Equity, stock and share are all closely related terms within the ownership structure of a corporation. The best way to understand their differences is to start with the broadest term, which is equity, and work toward shares, which represent a fractional form of business ownership.

Equity Basics

The most general meaning of equity is ownership in a business. Unlike stock and share, equity applies to non-corporate business structures as well. Anyone with a financial stake in a company, whether a sole proprietorship, partnership or corporation, owns equity. In accounting, the amount of equity owners have is based on the difference between business assets and liabilities. If the company holds $500,000 in assets and has $300,000 in liabilities, for instance, owners' equity equals $200,000.

Stock and Share

Each form of business ownership has its own distinct structure and profit-sharing model. In a partnership, for instance, profits are periodically distributed to partners. In a corporation, shareholders or stockholders own the company. When you hold or own stock in a corporation, you own a certain number of shares.

There are two primary forms of stock -- common stock and preferred stock. Most individual investors are familiar with common stock, which is the basic type bought and sold through stock exchanges. Preferred stock is a separate form, where owners receive an interest income from their ownership.

A share is a single unit of stock. Someone holding shares of stock in a business has a fractional ownership of the company.

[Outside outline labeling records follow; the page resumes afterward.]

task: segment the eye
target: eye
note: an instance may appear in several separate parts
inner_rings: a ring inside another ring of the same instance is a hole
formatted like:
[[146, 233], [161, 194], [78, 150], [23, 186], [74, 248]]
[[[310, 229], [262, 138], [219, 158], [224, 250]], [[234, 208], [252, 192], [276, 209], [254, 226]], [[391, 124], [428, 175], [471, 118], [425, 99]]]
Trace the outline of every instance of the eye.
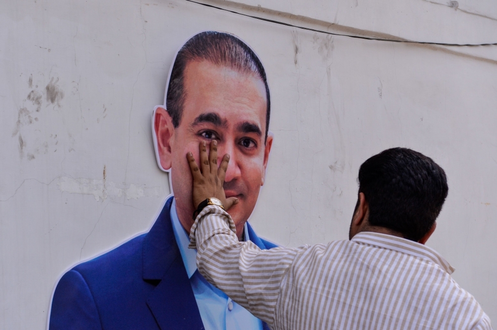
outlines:
[[253, 149], [257, 147], [255, 141], [248, 137], [244, 137], [239, 143], [242, 146], [247, 149]]
[[204, 131], [200, 132], [199, 135], [204, 138], [206, 138], [208, 140], [216, 140], [219, 139], [219, 138], [216, 134], [216, 133], [212, 131]]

If a company has issued 100,000 shares of stock, and a shareholder has 1,000 shares, he owns one percent of the business. The number of shares owned equals your voting rights in decisions like electing board representatives.

Outstanding Shares vs. Float

Another key distinction in the equity structure and stock of a corporation is the comparison of outstanding shares to the floating shares. The outstanding shares are the total number of shares issued, or 100 percent of all corporate shares. A company's floating shares include shares traded on the open market. The float excludes certain restricted shares as well as shares owned by company insiders, and large institutions that register ownership with the U.S. Securities and Exchange Commission.

If a corporation has one million outstanding shares and 250,000 restricted shares, its float is 750,000 shares. A small float means fewer shares publicly traded, which contributes to higher volatility and price movement.


Issuing new shares of stock as employee compensation dilutes ownership, and can negatively affect share price.